Blogg
Här finns tekniska artiklar, presentationer och nyheter om arkitektur och systemutveckling. Håll dig uppdaterad, följ oss på LinkedIn
Här finns tekniska artiklar, presentationer och nyheter om arkitektur och systemutveckling. Håll dig uppdaterad, följ oss på LinkedIn
Too often when I hear someone talk about artificial intelligence (AI), or more recently machine learning (ML), the Terminator/Matrix scenario is repeated, a warning that we shouldn’t meddle with powers we don’t understand and that the consequences of not adhering to this warning can be dire indeed.
This bothers me a little. I don’t mean to say that AI/ML won’t ever pose a risk in the future (I still think we have a long way to go before the Matrix or Terminator situation though), but what bothers me is that I think this fear has the telltale signs of a fear of the unknown. AI and machine learning are seen as something mysterious and therefore threatening, concepts shrouded in mystique and understood only by a few Gnostics of the AI/ML cult. I don’t think it has to, or should be, that way.
So, what is machine learning? How does it work? What are the real risks? By diving into these questions, and maybe some new ones on the way, I think we can shred the clouds of mystique and start to look at machine learning in a more rational way.
Tom Mitchell coined the following definition of machine learning in 1998: “A computer program is said to learn from experience E with respect to some task T and some performance measure P, if its performance on T, as measured by P, improves with experience E”. Now, I can’t argue with that definition, but allow me to elaborate a bit. Machine learning, including deep artificial neural networks, are algorithms that can be adapted to process widely diverse input data and still produce the desired expected output. An ML algorithm can even be expected to produce the desired output for inputs it has never before encountered. This is possible because ML algorithms, during their adaptation - or training - phase, are made to identify the underlying patterns of the input data and its correlation with the desired output.
What machine learning is not, is something sentient - or mysterious for that matter. Something that has its own will and desires. I think that there is a great risk of inferring more meaning into the words machine learning and artificial intelligence than what is really there, and thereby create a growing-ground for misconceptions about this group of algorithms. One big problem is of course that we still don’t really know or understand from where all our own wants and desires originate, and that means that we are hard pressed to answer if machines through some advanced algorithms will ever develop wants and desires for themselves. But that is food for an endless philosophical debate and another blog post.
First of all, an exhaustive detailed analysis of the machine learning field is obviously too much to cover in a single blog post, but I will attempt to cover the common aspects of the most common ML algorithms (logistic and linear regression, artificial neural networks, k-means, support vector machines). Note that I will not delve into any of the functions that are used by these algorithms, such as different cost or optimization functions. In this blog post I will try to keep things simple and general, in later ones I will dive into more specifics regarding certain algorithms and tools.
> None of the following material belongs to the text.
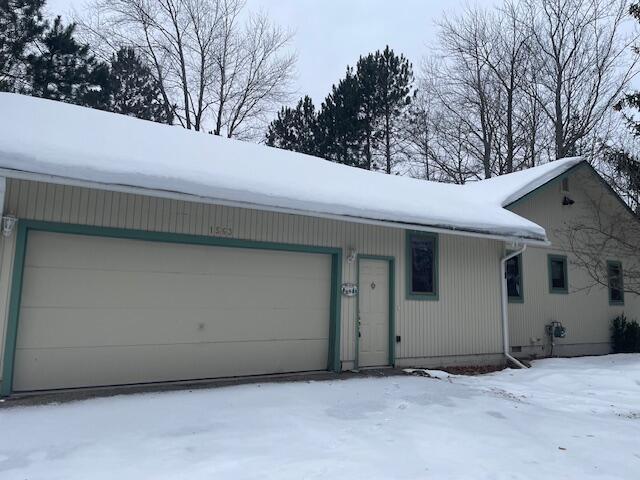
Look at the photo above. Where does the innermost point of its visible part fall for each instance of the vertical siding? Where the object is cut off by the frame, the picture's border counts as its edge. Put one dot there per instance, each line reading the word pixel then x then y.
pixel 585 311
pixel 464 321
One thing is very important though, if you, like me, come from a software developer background your focus has probably been on the implementation of algorithms (i.e. the program code), in machine learning though, the data really comes into play. Bigly.
Machine learning starts with the assumption that there is some correlation between data that you have, or are in a position to acquire, and whatever it is your ML algorithm is expected to produce, but that this correlation is difficult to capture solely in program code. However, it might be possible to capture using a combination of arithmetic calculations and the right, and right amount of input data.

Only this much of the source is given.